A previously described absorbance assay was used to evaluate the permeability of the inner membrane (Liao et al. 2004). Briefly, cell samples described above were mixed with ONPG (100 μg/mL) to assess permeability of the inner membrane. Cleavage of the ONPG that entered the cell, which is catalyzed by cytosolic β-galactosidase, was determined by measuring the absorption of light at 420 nm using a spectrophotometer. Measurements were taken every 5 or 10 min for 2 h.
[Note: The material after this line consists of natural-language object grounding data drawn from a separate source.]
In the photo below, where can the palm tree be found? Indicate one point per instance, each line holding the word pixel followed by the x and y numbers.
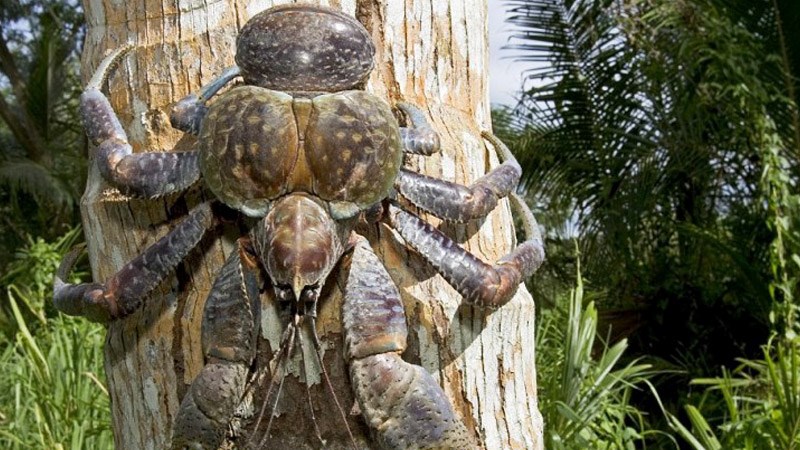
pixel 42 149
pixel 645 123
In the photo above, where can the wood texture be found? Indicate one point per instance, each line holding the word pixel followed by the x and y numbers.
pixel 432 53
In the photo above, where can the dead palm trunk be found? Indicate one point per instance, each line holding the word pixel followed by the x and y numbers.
pixel 432 53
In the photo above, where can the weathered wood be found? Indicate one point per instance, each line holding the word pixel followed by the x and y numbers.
pixel 432 53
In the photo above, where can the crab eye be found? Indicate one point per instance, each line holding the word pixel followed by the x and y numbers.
pixel 283 292
pixel 310 293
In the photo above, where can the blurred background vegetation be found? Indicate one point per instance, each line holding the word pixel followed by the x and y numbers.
pixel 660 141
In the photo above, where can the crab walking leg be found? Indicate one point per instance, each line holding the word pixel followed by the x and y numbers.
pixel 401 402
pixel 123 293
pixel 187 115
pixel 454 202
pixel 143 174
pixel 228 337
pixel 479 283
pixel 420 138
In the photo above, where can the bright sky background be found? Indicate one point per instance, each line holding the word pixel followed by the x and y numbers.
pixel 505 75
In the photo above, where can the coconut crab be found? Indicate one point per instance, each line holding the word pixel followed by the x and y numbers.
pixel 308 155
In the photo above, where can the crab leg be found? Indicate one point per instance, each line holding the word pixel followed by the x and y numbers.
pixel 419 139
pixel 141 174
pixel 401 402
pixel 187 115
pixel 479 283
pixel 123 293
pixel 451 201
pixel 228 337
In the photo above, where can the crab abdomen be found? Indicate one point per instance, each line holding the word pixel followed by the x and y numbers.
pixel 249 147
pixel 353 148
pixel 257 145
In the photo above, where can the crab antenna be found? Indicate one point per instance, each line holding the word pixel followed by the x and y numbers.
pixel 282 350
pixel 212 88
pixel 318 351
pixel 529 224
pixel 308 392
pixel 503 152
pixel 280 387
pixel 100 75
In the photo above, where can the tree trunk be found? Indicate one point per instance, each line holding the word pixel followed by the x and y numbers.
pixel 431 53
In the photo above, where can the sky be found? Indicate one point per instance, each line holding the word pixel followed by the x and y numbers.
pixel 505 75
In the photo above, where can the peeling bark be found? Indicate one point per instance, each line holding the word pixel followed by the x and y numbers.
pixel 432 53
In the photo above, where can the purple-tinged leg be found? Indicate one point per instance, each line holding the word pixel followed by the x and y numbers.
pixel 401 402
pixel 123 293
pixel 480 284
pixel 187 115
pixel 143 174
pixel 419 138
pixel 229 340
pixel 454 202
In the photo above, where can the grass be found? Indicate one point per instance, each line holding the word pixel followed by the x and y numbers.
pixel 51 393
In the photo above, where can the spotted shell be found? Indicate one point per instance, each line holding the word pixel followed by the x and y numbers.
pixel 304 48
pixel 257 145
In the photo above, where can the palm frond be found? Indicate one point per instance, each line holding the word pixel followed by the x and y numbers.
pixel 35 180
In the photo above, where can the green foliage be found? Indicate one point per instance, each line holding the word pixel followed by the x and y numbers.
pixel 51 395
pixel 761 401
pixel 645 127
pixel 42 146
pixel 585 398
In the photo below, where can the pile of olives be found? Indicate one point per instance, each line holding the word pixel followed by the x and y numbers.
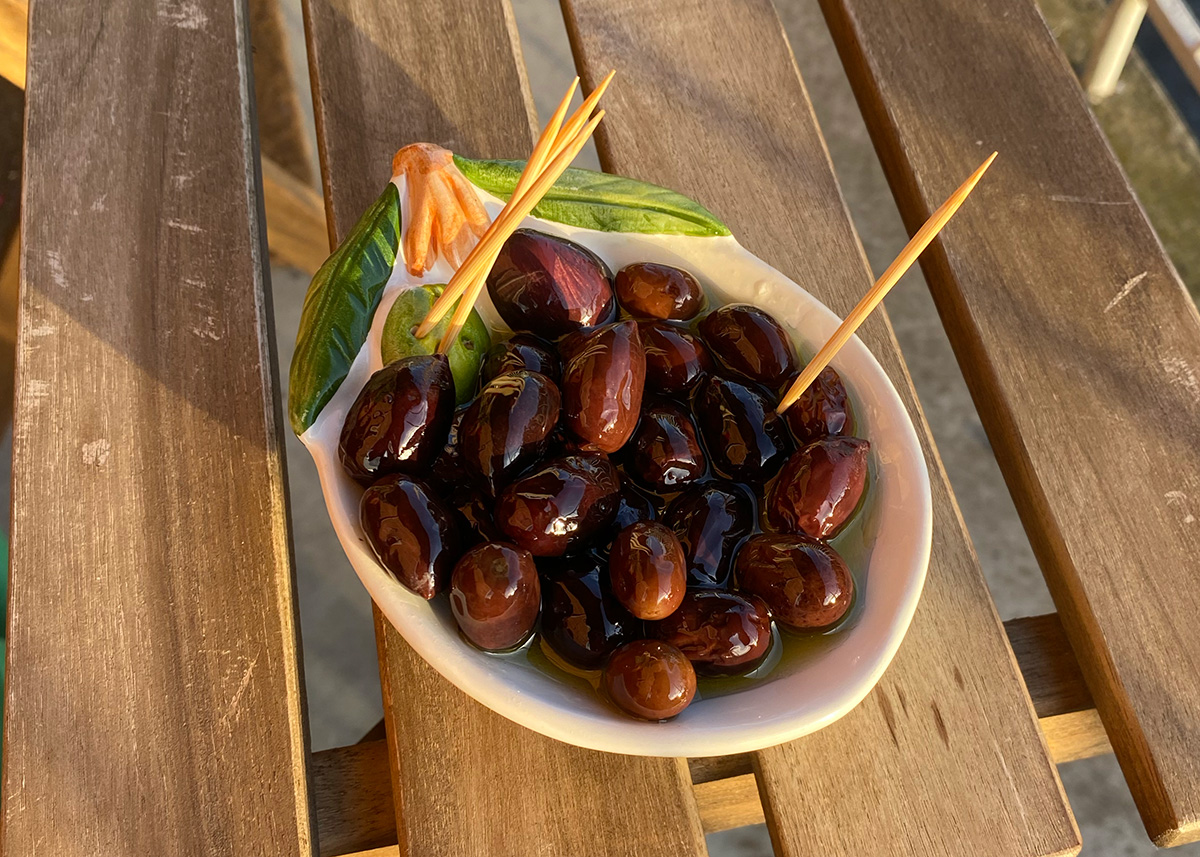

Completeness of the outer membrane was assessed using a previously described NPN fluorescence assay (Eriksson et al. 2002). The fluorescence of NPN is weaker in aqueous solution than it is in hydrophobic environments. When NPN is applied to intact cells, it is excluded from the cells’ interior by the lipopolysaccharide layer of the cells’ outer membranes. Once the outer membrane is compromised, NPN gains access to the lipid bilayer and its fluorescence becomes strong in this hydrophobic environment. Cell suspensions (1 mL, prepared as described in the previous paragraph) were treated with NPN at a final concentration of 10 mM. Fluorescence was measured every 5 or 10 min for 2 h using excitation and emission wavelengths of 350 and 428 nm, respectively, and slit widths of 1 nm. Elevated NPN fluorescence was considered evidence of compromised cell membranes.
All measurements were performed in triplicate. The mean and standard deviations of the data collected were calculated using SPSS 17.0 software (SPSS Incorporated, Chicago, Illinois, USA).